Vor ein paar Jahren startete die Straßenreinigung eine Kampagne – zu kurz, als dass sie sich rentiert hätte, außer vielleicht für die beteiligten Firmen –, mit mechanisch betriebenen Kotstaubsaugern. Doch die verschwanden, wie gesagt, bald wieder.

Eine Zeit lang lief es trotzdem ganz gut, und man war, zumindest im Stadtzentrum, einigermaßen sicher vor den leidigen Tretminen. Aber seit Anfang des Jahres scheint das Verantwortungsgefühl der Hundehalter wieder nachzulassen, und die Straßen verwandeln sich erneut in den Hindernisparcours von früher.

Was aber nicht widerstandslos hingenommen wird: Neulich hatte ich auf der Calle del Cristo in Cannaregio das komische Gefühl, am Boden bewege sich etwas hin und her. Im Näherkommen erkannte ich einen Hundehaufen, der mir zuwinkte. Genau genommen winkte da ein Papierfähnchen, das, an einem Zahnstocher befestigt, in der Kacke steckte und die Aufschrift trug: »Il mio padrone«, mein Herrchen. Wie wahr. Im Weitergehen fand ich noch mehr Belege für den Eifer des pfiffigen Protestlers: Auf jeder Hinterlassenschaft prangte ein Fähnchen mit der gleichen sinnigen Grußbotschaft.

Als ich bei einem gemeinsamen Abendessen mit fünf venezianischen Freunden davon erzählte, hatten zwei von ihnen die Fähnchen auch gesehen. Natürlich lästerten wir bald alle unisono über die skandalösen Zustände auf den Wegen der Stadt.

Bis einer der Gäste eine Geschichte zum Besten gab, die er eines Morgens beim Zeitungholen erlebt hatte.
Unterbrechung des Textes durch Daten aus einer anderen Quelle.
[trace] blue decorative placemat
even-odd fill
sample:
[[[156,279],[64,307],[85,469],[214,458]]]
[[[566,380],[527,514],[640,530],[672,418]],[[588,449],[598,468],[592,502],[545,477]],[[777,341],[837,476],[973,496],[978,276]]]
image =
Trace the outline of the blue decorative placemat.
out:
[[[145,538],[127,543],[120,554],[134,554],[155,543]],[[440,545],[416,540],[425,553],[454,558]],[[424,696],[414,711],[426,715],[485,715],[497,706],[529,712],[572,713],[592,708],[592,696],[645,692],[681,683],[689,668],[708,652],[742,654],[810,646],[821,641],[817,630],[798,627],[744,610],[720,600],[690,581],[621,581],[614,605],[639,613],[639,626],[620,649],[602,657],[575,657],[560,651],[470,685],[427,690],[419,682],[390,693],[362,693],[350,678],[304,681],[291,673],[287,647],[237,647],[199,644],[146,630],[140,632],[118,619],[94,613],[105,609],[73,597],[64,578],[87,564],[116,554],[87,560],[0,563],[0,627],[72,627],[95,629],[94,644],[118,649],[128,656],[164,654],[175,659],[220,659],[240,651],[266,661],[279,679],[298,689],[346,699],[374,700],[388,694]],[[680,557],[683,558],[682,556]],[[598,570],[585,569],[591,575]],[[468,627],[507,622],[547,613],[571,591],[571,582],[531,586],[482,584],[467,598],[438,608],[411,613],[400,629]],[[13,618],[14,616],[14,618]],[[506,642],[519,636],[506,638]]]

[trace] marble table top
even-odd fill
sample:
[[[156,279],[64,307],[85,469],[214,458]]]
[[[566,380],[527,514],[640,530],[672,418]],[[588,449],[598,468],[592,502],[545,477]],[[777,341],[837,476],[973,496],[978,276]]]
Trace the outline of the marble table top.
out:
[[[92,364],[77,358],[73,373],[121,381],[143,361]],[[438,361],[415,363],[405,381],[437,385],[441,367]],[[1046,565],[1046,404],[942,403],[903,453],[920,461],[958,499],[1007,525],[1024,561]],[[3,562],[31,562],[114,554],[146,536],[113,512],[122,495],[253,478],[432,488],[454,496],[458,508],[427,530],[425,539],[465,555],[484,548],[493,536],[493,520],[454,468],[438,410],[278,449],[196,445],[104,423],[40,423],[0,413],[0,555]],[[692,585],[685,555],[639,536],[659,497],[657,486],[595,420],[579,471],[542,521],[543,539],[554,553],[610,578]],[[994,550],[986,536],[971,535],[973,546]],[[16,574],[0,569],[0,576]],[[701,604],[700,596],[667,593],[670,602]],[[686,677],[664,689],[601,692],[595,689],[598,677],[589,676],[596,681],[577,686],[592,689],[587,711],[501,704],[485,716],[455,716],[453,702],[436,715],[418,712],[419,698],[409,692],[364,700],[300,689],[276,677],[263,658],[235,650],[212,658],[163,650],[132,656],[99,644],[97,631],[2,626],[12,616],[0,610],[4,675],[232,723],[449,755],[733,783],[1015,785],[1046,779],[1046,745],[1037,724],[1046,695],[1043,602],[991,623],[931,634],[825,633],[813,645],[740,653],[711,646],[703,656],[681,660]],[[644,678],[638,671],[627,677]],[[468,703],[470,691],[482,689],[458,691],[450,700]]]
Er war eben mit dem Gazzettino unterm Arm vom Kiosk gekommen, als eine Dame im Pelzmantel seinen campo betrat und ihren kleinen weißen Malteser, der unverkennbar von jenem anfangs genannten treuen Begleiter des heiligen Augustinus abstammte, von der Leine ließ. Das freigelassene Hündchen schnupperte suchend auf dem Platz herum und kauerte sich endlich an einem Hauseingang nieder. Oben im ersten Stock stand ein Mann mit einer Tasse Kaffee am Fenster.
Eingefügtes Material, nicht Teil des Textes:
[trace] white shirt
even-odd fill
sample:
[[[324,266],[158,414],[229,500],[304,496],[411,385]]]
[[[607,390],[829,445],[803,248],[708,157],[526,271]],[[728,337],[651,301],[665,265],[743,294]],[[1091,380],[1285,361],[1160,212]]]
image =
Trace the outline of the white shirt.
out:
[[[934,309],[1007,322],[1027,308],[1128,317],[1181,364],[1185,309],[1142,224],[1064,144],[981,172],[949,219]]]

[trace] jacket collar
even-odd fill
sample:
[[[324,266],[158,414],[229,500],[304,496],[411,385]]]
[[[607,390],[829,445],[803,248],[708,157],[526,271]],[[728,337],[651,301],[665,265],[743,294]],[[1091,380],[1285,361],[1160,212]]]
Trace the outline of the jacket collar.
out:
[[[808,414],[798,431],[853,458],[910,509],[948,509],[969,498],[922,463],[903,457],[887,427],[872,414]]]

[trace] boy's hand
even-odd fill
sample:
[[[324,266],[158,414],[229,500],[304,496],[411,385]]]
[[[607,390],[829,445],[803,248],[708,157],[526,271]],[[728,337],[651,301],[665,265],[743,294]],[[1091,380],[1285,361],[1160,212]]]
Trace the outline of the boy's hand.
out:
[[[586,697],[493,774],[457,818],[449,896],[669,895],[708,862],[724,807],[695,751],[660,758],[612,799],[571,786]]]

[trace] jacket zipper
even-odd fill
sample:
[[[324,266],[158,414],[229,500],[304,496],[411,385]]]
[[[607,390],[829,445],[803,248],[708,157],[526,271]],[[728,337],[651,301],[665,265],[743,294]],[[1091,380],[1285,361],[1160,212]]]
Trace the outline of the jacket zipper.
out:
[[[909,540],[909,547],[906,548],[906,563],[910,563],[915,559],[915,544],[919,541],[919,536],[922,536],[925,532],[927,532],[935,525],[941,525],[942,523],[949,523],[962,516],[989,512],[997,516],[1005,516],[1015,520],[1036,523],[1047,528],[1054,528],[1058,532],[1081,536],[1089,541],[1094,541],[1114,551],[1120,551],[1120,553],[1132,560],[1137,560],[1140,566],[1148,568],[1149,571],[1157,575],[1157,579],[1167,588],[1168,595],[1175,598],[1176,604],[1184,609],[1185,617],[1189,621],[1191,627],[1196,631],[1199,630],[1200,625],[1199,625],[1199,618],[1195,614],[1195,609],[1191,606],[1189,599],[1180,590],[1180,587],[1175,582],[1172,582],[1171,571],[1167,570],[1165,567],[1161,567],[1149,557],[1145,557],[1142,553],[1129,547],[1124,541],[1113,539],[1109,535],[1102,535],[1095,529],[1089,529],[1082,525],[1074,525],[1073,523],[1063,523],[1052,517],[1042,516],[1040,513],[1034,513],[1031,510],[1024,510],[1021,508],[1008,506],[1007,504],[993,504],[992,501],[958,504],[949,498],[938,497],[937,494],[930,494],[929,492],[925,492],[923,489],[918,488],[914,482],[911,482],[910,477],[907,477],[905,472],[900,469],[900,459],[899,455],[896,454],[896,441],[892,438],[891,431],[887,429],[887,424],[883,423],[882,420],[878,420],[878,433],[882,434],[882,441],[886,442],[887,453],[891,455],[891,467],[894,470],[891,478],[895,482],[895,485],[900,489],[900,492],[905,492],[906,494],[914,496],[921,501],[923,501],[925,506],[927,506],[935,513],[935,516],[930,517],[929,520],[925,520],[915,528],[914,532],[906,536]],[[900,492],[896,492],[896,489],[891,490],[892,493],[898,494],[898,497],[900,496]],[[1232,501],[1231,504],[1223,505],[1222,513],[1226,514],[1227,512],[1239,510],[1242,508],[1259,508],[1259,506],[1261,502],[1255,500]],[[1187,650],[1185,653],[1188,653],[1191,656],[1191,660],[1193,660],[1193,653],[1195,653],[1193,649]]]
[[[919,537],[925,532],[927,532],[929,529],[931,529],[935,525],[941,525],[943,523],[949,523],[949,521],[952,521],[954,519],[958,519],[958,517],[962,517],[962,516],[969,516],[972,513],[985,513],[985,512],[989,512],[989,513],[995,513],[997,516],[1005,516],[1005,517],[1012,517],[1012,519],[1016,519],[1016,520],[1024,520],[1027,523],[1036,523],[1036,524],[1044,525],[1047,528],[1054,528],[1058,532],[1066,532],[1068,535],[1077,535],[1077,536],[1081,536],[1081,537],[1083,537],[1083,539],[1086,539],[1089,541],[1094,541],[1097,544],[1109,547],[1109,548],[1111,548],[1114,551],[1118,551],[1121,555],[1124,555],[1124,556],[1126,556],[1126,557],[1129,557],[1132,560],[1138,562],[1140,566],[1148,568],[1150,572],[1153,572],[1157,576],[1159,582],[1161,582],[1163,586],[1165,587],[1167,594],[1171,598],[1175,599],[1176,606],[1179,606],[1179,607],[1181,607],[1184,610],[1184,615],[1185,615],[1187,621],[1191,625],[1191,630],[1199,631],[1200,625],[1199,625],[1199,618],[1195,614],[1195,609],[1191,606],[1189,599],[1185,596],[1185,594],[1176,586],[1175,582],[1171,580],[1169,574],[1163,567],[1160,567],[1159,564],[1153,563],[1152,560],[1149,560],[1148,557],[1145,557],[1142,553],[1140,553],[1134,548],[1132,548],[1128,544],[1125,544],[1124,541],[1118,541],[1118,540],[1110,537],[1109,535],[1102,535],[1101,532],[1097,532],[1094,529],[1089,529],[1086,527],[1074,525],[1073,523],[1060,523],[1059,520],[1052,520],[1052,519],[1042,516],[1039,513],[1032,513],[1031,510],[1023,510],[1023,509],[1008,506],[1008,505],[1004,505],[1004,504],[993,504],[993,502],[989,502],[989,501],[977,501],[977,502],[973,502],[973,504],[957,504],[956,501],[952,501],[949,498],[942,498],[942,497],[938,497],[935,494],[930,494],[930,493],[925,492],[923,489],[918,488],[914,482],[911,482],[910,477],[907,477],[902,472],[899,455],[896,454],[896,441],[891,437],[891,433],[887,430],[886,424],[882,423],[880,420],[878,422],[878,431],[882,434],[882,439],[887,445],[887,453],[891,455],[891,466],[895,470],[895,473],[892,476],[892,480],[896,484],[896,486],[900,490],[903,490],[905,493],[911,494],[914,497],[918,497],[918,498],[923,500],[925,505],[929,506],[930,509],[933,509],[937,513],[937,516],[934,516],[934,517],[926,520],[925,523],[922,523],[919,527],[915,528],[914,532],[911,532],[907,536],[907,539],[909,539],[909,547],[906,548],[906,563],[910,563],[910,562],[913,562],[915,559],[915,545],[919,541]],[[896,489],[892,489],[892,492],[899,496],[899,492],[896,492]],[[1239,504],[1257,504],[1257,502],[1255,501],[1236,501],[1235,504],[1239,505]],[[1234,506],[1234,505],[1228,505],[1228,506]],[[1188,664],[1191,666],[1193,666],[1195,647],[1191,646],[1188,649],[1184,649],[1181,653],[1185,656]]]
Während der kleine Köter sein Geschäft verrichtete, verzog sein Frauchen sich demonstrativ unbeteiligt ans andere Ende des campo, und der Mann am Fenster trank seinen Kaffee aus. Lassen Sie eine halbe Minute verstreichen, liebe Leser. Unterdessen wendet die Frau sich wieder dem Hund zu, die Haustür geht auf, und der Mann vom Fenster tritt heraus.

Er registriert die Hinterlassenschaft vor seiner Tür, sieht erst
den Hund an, dann die Frau und erkundigt sich: »Verzeihen Sie,
Signora, ist das Ihrer?«
Worauf sie in gekränkter Unschuld die Hände hochwirft und »Was fällt Ihnen ein!« ruft.

Da lächelt der Mann, lockt den Hund mit sanfter Stimme, packt ihn, dreht ihn vorsichtig kopfüber und wischt mit seinem Rückenfell die Scheiße auf. Anschließend setzt er das Tier genauso behutsam wieder auf die Füße, grüßt die Frau mit einem höflichen »Buongiorno« und zieht sich zurück.

Wir Zuhörer der Geschichte brachen in einen Jubel aus, als wäre Venedig soeben Weltmeister geworden. Zwei trommelten vor Freude auf dem Tisch herum, einer schrie laut »vittoria«, und dann hoben wir die Gläser und brachten einen Toast aus auf unseren venezianischen Terminator.